Support Vector Machine(SVM) is the most popular and powerful supervised machine learning algorithm which is used for both classification and regression.
However, it is more popular and extensively used in addressing the classification problems of both linear and non-linear data.
In this article, we’ll focus on the classification setting only.
SUPPORT VECTOR MACHINE(SVM):
Given a set of points, SVM tries to estimate the optimal hyperplane that best separates the classes of data.
However, there can be an infinite number of hyperplanes, how can we find the ideal hyperplane?
Now from the above diagram, we can see that all three hyperplanes do an excellent job in separating the two classes.
However, intuitively if we see the green hyperplane best separates the two classes as the distance to the nearest element of each of the two classes is largest.
The other two hyperplanes also classify the two classes accurately, but they too are close to the points.

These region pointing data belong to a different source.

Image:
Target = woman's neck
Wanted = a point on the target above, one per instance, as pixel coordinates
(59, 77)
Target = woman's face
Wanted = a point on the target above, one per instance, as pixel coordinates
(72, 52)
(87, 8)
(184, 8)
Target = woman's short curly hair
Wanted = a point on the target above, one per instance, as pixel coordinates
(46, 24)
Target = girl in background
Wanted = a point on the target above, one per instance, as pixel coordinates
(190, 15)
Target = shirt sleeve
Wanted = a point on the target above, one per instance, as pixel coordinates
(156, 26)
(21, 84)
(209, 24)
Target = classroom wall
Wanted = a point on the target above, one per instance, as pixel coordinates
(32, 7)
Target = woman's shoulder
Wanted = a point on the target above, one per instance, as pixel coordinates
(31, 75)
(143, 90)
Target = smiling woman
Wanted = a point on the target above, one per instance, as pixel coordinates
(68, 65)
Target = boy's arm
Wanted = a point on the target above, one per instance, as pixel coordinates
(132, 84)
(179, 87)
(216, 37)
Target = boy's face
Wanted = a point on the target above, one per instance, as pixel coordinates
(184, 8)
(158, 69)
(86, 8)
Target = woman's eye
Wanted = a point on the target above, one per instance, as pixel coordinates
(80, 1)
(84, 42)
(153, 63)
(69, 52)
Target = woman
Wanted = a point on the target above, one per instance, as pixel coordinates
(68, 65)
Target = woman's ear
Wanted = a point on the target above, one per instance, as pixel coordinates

A hyperplane which is too close to the points may be too sensitive to noise, and a new point may be misclassified even if it falls slightly right or left to the hyperplane.
The explicit goal of an SVM is to maximize the margins between data points of one class and the other.

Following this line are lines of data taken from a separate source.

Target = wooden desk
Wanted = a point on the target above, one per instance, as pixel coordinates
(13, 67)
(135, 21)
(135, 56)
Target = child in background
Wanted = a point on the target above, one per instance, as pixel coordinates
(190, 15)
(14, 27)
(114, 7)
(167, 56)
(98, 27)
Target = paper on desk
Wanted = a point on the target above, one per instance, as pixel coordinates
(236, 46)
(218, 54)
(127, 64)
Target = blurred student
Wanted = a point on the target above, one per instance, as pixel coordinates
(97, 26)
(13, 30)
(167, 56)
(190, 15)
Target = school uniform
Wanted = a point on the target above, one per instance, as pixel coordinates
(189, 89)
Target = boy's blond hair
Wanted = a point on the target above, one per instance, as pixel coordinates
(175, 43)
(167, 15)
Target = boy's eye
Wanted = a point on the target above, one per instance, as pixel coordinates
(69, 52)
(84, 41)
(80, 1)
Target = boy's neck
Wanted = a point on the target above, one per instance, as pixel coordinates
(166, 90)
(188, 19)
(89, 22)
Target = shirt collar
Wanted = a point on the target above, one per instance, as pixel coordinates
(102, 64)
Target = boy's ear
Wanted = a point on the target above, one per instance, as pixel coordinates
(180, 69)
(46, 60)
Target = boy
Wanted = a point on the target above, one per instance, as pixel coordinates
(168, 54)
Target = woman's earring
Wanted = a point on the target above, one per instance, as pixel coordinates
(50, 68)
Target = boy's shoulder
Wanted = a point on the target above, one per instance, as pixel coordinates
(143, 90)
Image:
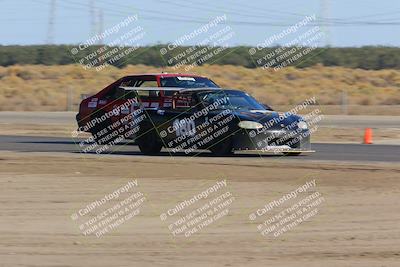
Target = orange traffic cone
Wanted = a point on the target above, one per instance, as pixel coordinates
(368, 136)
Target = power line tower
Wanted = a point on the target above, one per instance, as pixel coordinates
(101, 26)
(324, 21)
(92, 16)
(50, 25)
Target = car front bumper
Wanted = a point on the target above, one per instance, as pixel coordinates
(279, 141)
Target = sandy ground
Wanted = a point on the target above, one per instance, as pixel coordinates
(356, 225)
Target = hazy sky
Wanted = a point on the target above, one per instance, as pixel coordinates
(349, 22)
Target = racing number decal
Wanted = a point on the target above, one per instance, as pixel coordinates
(184, 127)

Hence, Support Vector Machine also referred to as maximum margin classifier.
SVM chooses the optimal hyperplane such that it maximizes the separation of classes as wide as possible.
The space between the dotted vertical lines is the margin.

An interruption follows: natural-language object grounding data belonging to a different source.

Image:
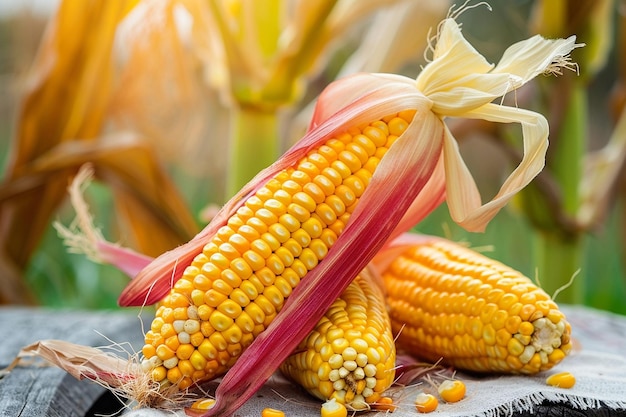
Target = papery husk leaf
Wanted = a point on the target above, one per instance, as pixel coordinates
(152, 284)
(122, 376)
(395, 247)
(82, 361)
(601, 173)
(406, 24)
(162, 94)
(82, 236)
(160, 219)
(463, 196)
(401, 175)
(76, 47)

The points that touch the margins are called support vectors which determines the position of the hyperplane.
The hyperplane which is constituted by the nearest point(s) on the positive side parallel to the optimal hyperplane is called a positive hyperplane; on the other hand, the negative hyperplane is the one which is constituted by the nearest point(s) on the negative side.
The optimal hyperplane is the vertical line running in the middle of the margin.
WHAT IF THE DATA IS NOT LINEARLY SEPARABLE?
Consider the following diagram
As we can see clearly, we cannot draw a line and separate the two classes. This is an example of non-linear data.
If we try to separate the two classes by drawing a line, it would not be properly separated. Any linear classifier would perform poorly in the preceding situation.
In such cases, SVM uses something called a kernel trick to get the job done.
A kernel function is used to map the input data onto a higher dimensional space where it is linearly separable.
The preceding diagram is an example of how a non-linear 2-dimensional data is transformed into a 3-dimensional space using a kernel function where it is linearly separable.
There are different types of kernel functions like linear, polynomial, Gaussian, sigmoid kernel etcetera.
Out of which the most popular is the Gaussian kernel, also known as radial basis function(RBF).
When we don’t know which kernel function to use gaussian kernel will be a good choice.
Let’s do some coding.
from sklearn import svm
from sklearn.datasets.samples_generator import make_blobs
import matplotlib.pyplot as plt
import numpy as np
X, y = make_blobs(n_samples=50, centers=2, random_state=0, cluster_std=0.60)
plt.scatter(X[:, 0], X[:, 1], c=y, s=50, cmap='spring')
from sklearn.model_selection import train_test_split
X_train, X_test, y_train, y_test = train_test_split(X, y, test_size = 0.33, random_state =42)
clf = svm.SVC(kernel='linear', C = 1.0)
y_pred = clf.predict(X_test)
from sklearn.metrics import accuracy_score
The following is the decision surface of the classifier
In this tutorial, we discussed support vector machine, which is one of the powerful supervised learning technique used for classification.
We discussed how SVM finds the ideal hyperplane which has the largest margin between the two classes.
We also discussed how SVM classifies the non-linear data using the kernel trick.
I hope this article has given you a basic understanding of how SVM works without going into the mathematical details.